The blades, or the portions of the blades which are not part of the
insert, are formed by in situ moulding of a plastics material on
the insert.
The blades moulded in plastics material comprise, at least
partially, at least one secondary blade located between two main
blades.
The faces of the insert are at least partially covered with
plastics material.
The secondary blades are at least partly covered with plastics
material.
At least the parts of the insert which serve for fastening the fan
on its support are free of plastics material.

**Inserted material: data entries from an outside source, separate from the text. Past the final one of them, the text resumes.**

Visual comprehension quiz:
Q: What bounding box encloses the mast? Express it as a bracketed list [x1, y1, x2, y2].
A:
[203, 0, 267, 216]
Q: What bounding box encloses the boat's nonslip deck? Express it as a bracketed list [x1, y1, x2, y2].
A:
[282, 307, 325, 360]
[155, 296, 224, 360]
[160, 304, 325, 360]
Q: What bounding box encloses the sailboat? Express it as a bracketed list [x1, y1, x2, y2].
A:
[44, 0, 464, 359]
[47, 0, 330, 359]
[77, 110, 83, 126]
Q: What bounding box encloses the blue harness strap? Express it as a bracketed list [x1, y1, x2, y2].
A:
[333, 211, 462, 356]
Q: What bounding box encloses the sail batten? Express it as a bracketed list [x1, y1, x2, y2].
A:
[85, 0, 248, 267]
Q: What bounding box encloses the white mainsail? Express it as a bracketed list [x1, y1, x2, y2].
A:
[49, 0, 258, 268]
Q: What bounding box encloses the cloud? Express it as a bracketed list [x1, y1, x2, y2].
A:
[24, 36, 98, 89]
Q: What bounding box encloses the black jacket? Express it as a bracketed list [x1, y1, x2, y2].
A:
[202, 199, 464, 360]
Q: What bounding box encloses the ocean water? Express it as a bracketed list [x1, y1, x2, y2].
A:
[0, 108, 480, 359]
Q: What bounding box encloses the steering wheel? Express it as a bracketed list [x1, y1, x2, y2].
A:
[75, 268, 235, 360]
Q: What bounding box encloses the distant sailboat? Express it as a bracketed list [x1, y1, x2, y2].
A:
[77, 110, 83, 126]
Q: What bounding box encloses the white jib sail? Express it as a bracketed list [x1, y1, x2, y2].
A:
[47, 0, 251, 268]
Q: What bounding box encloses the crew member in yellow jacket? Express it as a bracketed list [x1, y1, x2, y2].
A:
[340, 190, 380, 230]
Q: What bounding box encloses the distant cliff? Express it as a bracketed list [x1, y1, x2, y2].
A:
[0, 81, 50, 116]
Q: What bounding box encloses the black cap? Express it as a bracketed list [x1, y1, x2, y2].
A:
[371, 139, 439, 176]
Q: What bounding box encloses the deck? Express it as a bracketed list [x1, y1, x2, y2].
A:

The fan is an axial fan comprising a plate portion, which carries a
cylindrical portion at its outer periphery, and blades which are
fixed on the outer face of the cylindrical portion and which
constitute at least part of the insert.
The fan is an axial fan comprising a plate portion carrying blades,
and the insert extends at least over the extent of the plate
portion.
The metallic insert has at least one opening for increasing the
mechanical strength of the in situ moulding.
BRIEF DESCRIPTION OF THE DRAWINGS
The invention will be understood more clearly, and further objects,
features, details and advantages of it will appear more clearly, in
the following explanatory description which is made with reference
to the attached diagrammatic drawings, which are given by way of
example only to illustrate an embodiment of the invention, and in
which:
FIG. 1 is a view of a standard alternator in axial cross
section;
FIG. 2 is a view on the front face of a fan with two sets of blades
according to the invention;
FIG. 3 is a view on the back face of the fan shown in FIG. 2;
FIG. 4 is a view in cross section along the line III--III in FIG.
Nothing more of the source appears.